Visits to Parirenyatwa, Harare, Mpilo, Chitungwiza, Gweru, Mutare hospitals, among other government hospitals, are a sorry tale. The government want the health system that they destroyed to work for their benefit. The government has not prioritised procurement of ventilators for respiratory illnesses such as TB, asthma and now the coronavirus. The poor in Zimbabwe have been experiencing for two decades a rampage that has destroyed most public services, hospitals, schools and infrastructure. Ordinary people have seen their lives crushed by austerity measures, frequently dying of treatable illnesses. With this crisis caused by their corruption and their thirst for economic accumulation, the government now seeks our sympathy.

President Mnangagwa has announced measures to avoid the spread of the virus and save lives but these are not enough as they only apply to those who have money and do not address the needs of the majority. Workers both in the formal and informal sector use public transport, and the virus can easily spread in these public taxis and vans. No measures have been put in place. The informal sector including small business and vendors cannot afford to stay at home as they live from hand to mouth and are forced to go out in order to make an income.

There are funds that have been made available by the international community to restrain the spread of the virus, yet these funds could easily be abused by the government, as we have seen on countless occasions in the past. The government must also urgently come up with funds to curb the spread of Covid-19 before it becomes catastrophic.

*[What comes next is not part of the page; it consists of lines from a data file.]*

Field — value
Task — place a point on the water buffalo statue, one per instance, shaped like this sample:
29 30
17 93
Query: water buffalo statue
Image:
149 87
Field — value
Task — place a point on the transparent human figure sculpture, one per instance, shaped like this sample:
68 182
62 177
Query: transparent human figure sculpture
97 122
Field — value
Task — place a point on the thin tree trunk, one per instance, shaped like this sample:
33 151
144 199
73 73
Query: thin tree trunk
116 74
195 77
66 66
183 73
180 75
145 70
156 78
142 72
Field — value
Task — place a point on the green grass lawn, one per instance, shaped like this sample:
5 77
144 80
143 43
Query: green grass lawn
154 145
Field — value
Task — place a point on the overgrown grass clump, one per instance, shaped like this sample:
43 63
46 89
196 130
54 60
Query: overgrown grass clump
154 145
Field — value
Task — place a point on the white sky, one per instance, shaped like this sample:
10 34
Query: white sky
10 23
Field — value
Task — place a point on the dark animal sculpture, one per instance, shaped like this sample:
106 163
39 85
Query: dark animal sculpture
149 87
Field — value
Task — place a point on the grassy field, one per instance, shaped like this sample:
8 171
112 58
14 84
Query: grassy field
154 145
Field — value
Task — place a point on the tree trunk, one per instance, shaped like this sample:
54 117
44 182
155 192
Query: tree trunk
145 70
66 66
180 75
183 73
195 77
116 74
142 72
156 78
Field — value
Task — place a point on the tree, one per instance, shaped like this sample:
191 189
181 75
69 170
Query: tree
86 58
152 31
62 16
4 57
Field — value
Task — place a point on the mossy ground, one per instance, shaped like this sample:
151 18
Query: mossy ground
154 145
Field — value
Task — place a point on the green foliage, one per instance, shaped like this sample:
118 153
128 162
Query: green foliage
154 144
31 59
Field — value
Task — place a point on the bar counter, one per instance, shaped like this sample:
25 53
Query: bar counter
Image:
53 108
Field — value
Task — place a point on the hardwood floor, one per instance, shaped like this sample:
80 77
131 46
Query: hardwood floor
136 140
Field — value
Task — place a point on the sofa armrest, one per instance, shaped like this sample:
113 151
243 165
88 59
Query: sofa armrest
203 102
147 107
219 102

Popular movements in the country demand :

 Government must take all necessary measures to stop the spread of coronavirus.
 Taxing of the rich to fund the controlling of Covid-19.
 The spread of coronavirus can only be combated by making testing available for everyone who has got symptoms to stop the spread of the virus.
 There is need for urgent installation of equipment such as oxygen machines that are critical at all hospitals and clinics that have been designated for the treatment of the virus.
 Nationalisation of all private hospitals as has been done in other countries to curb a disaster. No to equipping of any hospital designed for the ruling elite.
 Adequate training to our health workers on how to handle the virus victims, and they must also be given enough protective clothing. Risk allowance for all health workers.
 There is need for mass production and distribution by the government of facemasks, gloves, soap and sanitisers, and these must be freely distributed. No to profiteering through this crisis : any company that seeks to make profit must be heavily fined.
 Water deliveries to areas that don’t have water – and no water cuts during this period to ensure proper and safe sanitation.
 Workers must stop going to work but be paid their full salaries at the end of every month until the situation normalises. Those workers providing essential services must be given transport to and from work with adequate protective clothing.
 There is need for the involvement and training of community structures and churches in educating people against the spread of the virus. These people will disseminate reliable information and stop the spread of speculation that can do more harm to people, including heart attacks from falsehoods.
Open churches, lodges and hotels to provide shelter to the homeless and those living in crowded conditions.

The only option that we have is to put pressure on our incompetent and corrupt neoliberal government to enforce measures to protect us. Already there is speculation that they are equipping themselves with the necessary equipment to cater for the elite at the expenses of the majority. We must say NO to this and disrupt any activities taking place demanding right to life for everyone. Let us practise social distance and where possible give each other solidarity. This is only possible if we come up with committees in our areas that will help educating people against the spread of the virus. We did this in the fight against cholera and we can do it again.

Antonater Tafadzwa Choto is a well-known labour activist, researcher and currently a PhD candidate based in Harare.